World Bank President David Malpass on Wednesday said he would leave his post by the end of June, months after running afoul of the White House for failing to say whether he accepts the scientific consensus on global warming.
Malpass, appointed by former President Donald Trump, will vacate the helm of the multilateral development bank with less than a year remaining in a five-year term. He offered no specific reason for the move, saying in a statement, "after a good deal of thought, I've decided to pursue new challenges."

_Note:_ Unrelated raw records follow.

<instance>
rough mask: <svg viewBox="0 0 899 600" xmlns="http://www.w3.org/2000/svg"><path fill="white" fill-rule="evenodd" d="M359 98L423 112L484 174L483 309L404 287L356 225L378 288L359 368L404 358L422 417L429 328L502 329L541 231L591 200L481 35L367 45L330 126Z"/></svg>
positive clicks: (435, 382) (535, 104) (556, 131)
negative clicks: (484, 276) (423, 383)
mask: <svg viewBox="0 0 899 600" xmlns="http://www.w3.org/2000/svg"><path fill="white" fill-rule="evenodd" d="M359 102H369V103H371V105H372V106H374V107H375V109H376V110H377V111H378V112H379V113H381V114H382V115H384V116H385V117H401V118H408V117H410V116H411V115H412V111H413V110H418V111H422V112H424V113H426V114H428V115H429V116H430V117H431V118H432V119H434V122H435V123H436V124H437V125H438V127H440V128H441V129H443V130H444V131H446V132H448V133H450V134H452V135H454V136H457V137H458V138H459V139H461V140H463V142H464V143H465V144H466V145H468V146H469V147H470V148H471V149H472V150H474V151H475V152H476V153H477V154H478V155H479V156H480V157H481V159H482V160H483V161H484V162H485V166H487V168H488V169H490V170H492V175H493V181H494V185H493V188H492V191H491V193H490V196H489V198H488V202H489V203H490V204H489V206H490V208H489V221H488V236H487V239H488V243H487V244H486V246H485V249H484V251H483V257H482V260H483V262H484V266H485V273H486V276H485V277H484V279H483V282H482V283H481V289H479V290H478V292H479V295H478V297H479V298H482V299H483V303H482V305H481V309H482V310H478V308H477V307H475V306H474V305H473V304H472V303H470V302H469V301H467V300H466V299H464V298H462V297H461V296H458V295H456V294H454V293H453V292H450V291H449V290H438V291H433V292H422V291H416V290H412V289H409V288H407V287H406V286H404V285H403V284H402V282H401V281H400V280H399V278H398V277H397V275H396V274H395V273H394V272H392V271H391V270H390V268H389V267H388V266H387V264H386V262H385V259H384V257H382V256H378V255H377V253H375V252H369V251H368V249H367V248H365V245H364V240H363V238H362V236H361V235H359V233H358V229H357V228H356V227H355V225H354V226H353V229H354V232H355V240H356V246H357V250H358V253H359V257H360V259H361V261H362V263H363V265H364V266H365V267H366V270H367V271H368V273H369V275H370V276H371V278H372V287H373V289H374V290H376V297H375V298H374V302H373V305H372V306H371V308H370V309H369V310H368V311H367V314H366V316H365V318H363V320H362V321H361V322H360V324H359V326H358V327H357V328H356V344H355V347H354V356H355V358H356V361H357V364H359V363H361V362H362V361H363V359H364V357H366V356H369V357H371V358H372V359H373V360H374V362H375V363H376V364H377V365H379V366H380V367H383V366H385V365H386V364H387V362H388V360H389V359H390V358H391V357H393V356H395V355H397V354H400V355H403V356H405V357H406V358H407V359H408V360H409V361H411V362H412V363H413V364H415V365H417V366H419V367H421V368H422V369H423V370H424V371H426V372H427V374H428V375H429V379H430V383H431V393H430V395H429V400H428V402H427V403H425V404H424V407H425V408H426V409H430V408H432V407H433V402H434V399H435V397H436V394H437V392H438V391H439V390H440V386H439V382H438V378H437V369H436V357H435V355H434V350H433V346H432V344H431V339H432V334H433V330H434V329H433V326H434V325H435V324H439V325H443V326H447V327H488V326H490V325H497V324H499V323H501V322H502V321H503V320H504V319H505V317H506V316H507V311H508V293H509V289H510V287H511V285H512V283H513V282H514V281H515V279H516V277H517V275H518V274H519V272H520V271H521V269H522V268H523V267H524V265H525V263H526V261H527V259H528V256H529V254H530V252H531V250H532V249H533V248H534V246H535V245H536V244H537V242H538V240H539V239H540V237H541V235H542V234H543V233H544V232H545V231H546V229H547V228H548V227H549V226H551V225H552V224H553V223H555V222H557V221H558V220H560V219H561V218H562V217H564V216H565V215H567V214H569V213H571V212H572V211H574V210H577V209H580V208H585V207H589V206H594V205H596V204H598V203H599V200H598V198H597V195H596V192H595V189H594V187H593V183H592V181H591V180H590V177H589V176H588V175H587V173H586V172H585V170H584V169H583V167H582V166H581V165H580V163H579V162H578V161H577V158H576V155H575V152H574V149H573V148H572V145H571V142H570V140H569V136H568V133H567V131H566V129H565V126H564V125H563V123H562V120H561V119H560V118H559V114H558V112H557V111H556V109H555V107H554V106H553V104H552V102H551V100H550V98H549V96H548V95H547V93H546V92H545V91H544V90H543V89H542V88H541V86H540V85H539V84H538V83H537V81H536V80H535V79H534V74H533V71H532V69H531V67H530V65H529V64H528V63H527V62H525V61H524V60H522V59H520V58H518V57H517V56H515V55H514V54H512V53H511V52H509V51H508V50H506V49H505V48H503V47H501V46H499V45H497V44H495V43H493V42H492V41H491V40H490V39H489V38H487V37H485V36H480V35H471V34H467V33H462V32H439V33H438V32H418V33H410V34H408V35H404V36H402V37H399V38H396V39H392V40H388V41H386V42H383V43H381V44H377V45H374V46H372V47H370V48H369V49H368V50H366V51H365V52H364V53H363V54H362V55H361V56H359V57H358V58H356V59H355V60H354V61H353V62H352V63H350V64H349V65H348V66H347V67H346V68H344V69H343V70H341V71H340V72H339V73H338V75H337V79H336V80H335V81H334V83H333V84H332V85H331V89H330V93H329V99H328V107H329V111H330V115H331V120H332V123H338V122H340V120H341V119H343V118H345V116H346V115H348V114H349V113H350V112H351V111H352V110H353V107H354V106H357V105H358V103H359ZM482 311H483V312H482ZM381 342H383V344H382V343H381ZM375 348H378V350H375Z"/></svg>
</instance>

In a statement, Treasury Secretary Janet Yellen thanked Malpass for his service, saying, "The world has benefitted from his strong support for Ukraine in the face of Russia's illegal and unprovoked invasion, his vital work to assist the Afghan people, and his commitment to helping low-income countries achieve debt sustainability through debt reduction."

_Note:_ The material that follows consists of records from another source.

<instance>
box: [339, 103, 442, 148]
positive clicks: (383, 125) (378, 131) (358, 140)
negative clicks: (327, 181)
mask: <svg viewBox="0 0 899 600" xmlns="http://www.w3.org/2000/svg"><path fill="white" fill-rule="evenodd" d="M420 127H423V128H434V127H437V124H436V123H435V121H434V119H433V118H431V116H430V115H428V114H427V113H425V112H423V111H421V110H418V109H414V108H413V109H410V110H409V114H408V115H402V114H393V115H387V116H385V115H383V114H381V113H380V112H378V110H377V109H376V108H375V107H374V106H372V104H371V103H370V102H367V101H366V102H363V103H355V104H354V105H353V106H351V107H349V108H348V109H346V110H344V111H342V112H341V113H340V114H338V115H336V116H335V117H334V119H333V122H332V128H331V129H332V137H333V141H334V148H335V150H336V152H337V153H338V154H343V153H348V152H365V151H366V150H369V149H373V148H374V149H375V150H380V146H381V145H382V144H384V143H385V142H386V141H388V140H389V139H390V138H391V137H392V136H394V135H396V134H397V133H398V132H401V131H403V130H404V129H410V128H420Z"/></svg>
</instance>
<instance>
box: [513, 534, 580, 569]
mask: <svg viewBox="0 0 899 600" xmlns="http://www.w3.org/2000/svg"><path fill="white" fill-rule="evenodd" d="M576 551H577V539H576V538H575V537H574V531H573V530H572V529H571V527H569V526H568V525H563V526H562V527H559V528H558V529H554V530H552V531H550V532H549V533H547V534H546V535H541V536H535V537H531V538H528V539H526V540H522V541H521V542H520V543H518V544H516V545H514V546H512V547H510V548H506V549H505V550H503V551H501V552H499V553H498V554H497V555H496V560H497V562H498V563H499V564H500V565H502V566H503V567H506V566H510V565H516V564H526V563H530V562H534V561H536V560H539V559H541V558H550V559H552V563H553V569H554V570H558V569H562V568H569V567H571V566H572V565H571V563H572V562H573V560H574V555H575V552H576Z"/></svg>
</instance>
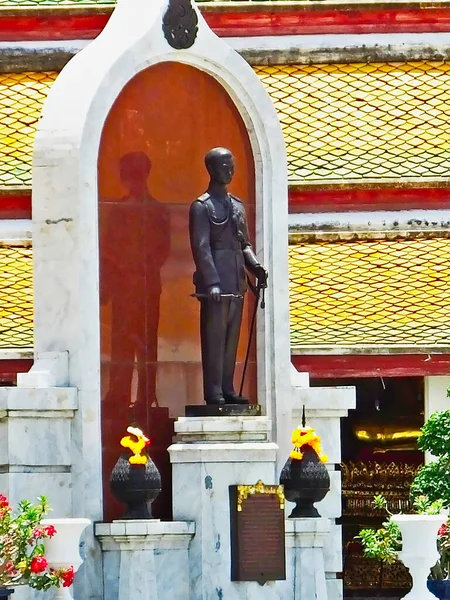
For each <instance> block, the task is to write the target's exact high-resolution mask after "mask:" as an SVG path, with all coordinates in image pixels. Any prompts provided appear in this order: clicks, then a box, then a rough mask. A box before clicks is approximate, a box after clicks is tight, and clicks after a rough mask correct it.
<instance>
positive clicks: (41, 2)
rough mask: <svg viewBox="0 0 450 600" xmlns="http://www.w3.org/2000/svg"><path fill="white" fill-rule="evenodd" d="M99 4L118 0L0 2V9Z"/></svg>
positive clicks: (71, 5) (59, 0)
mask: <svg viewBox="0 0 450 600" xmlns="http://www.w3.org/2000/svg"><path fill="white" fill-rule="evenodd" d="M98 4H108V5H109V4H116V0H0V7H3V6H5V7H8V8H26V7H27V6H39V7H40V6H42V7H45V8H50V7H52V6H70V7H76V6H80V7H82V6H92V5H98Z"/></svg>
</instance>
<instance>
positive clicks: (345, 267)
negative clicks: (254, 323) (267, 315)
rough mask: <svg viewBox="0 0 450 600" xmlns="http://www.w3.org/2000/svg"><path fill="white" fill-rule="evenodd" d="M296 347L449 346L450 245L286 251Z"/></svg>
mask: <svg viewBox="0 0 450 600" xmlns="http://www.w3.org/2000/svg"><path fill="white" fill-rule="evenodd" d="M289 270H290V294H289V295H290V317H291V344H292V347H293V348H294V349H295V348H305V347H308V346H309V347H316V348H317V347H320V346H322V347H332V346H343V347H350V348H351V347H361V346H362V345H370V346H390V347H392V346H397V347H408V346H416V347H424V346H434V345H439V346H447V347H448V346H449V345H450V344H449V341H450V319H449V315H450V300H449V295H448V289H449V285H450V239H446V238H445V237H435V238H431V239H421V238H417V239H405V238H398V239H393V240H389V239H381V240H360V241H322V242H315V243H303V244H302V243H300V244H297V245H295V246H290V248H289Z"/></svg>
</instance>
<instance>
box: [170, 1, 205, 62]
mask: <svg viewBox="0 0 450 600" xmlns="http://www.w3.org/2000/svg"><path fill="white" fill-rule="evenodd" d="M197 24H198V18H197V13H196V12H195V10H194V9H193V8H192V5H191V2H190V0H169V6H168V7H167V10H166V12H165V14H164V17H163V24H162V29H163V32H164V37H165V38H166V40H167V42H168V44H169V45H170V46H172V48H175V49H176V50H185V49H186V48H190V47H191V46H192V45H193V44H194V42H195V38H196V37H197V32H198V26H197Z"/></svg>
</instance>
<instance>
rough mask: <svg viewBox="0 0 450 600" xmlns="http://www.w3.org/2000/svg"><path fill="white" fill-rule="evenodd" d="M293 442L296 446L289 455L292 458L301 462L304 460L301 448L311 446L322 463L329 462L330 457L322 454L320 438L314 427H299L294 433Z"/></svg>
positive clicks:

Yellen said the United States would soon nominate a replacement for Malpass and looked forward to the bank's board undertaking a "transparent, merit-based and swift nomination process for the next World Bank president."
By long-standing tradition, the U.S. government selects the head of the World Bank, which provides billions of dollars a year in funding for developing economies, while European leaders choose the leader of its larger partner, the International Monetary Fund.

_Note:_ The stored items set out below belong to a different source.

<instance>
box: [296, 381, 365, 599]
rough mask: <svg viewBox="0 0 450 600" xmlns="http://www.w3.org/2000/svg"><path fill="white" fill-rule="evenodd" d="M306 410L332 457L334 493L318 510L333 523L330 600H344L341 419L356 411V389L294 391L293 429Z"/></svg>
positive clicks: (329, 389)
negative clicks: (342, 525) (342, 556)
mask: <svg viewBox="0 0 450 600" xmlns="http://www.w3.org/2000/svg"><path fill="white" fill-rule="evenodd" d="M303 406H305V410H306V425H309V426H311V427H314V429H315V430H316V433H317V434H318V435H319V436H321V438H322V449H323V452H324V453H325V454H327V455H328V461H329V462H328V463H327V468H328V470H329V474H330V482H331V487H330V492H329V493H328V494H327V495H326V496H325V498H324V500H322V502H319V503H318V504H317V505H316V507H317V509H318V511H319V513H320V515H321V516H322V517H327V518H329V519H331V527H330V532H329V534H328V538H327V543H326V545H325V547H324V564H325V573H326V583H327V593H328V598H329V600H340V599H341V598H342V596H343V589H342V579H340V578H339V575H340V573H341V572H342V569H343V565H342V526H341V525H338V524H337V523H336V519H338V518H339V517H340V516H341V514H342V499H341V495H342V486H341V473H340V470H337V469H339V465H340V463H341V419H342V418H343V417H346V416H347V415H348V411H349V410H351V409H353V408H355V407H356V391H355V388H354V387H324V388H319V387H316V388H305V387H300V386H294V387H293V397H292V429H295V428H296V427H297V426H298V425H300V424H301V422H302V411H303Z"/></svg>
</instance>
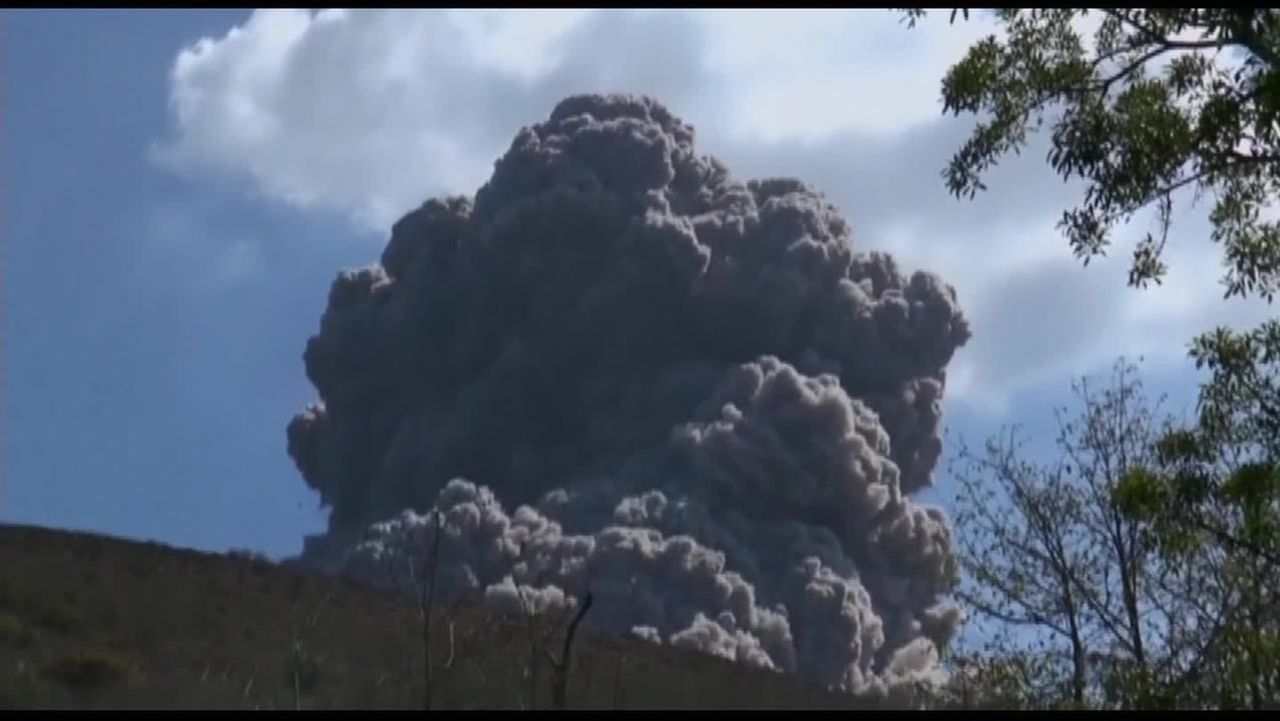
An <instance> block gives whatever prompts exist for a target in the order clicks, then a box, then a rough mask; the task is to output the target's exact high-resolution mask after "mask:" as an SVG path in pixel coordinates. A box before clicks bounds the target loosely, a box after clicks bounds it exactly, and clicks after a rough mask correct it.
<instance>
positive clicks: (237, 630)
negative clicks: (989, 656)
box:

Malpass took up the World Bank helm in April 2019 after serving as the top official for international affairs at the U.S. Treasury Department in the Trump administration.
Last autumn, he came under fire by the White House after he declined to say he supported the scientific consensus on climate change. He later apologized and reiterated his view that human activity contributes to climate change.
More recently, Yellen has launched a major push to reform the way the World Bank operates to ensure broader lending to combat climate change and other global challenges.
A source familiar with his thinking said Malpass had informed Yellen of his decision on Tuesday.
The end of the fiscal year was a natural time to step aside, the source said. The World Bank's governors are expected to approve the bank's road map for reforms, with only minor changes at the spring meetings of the IMF and World Bank set for mid-April.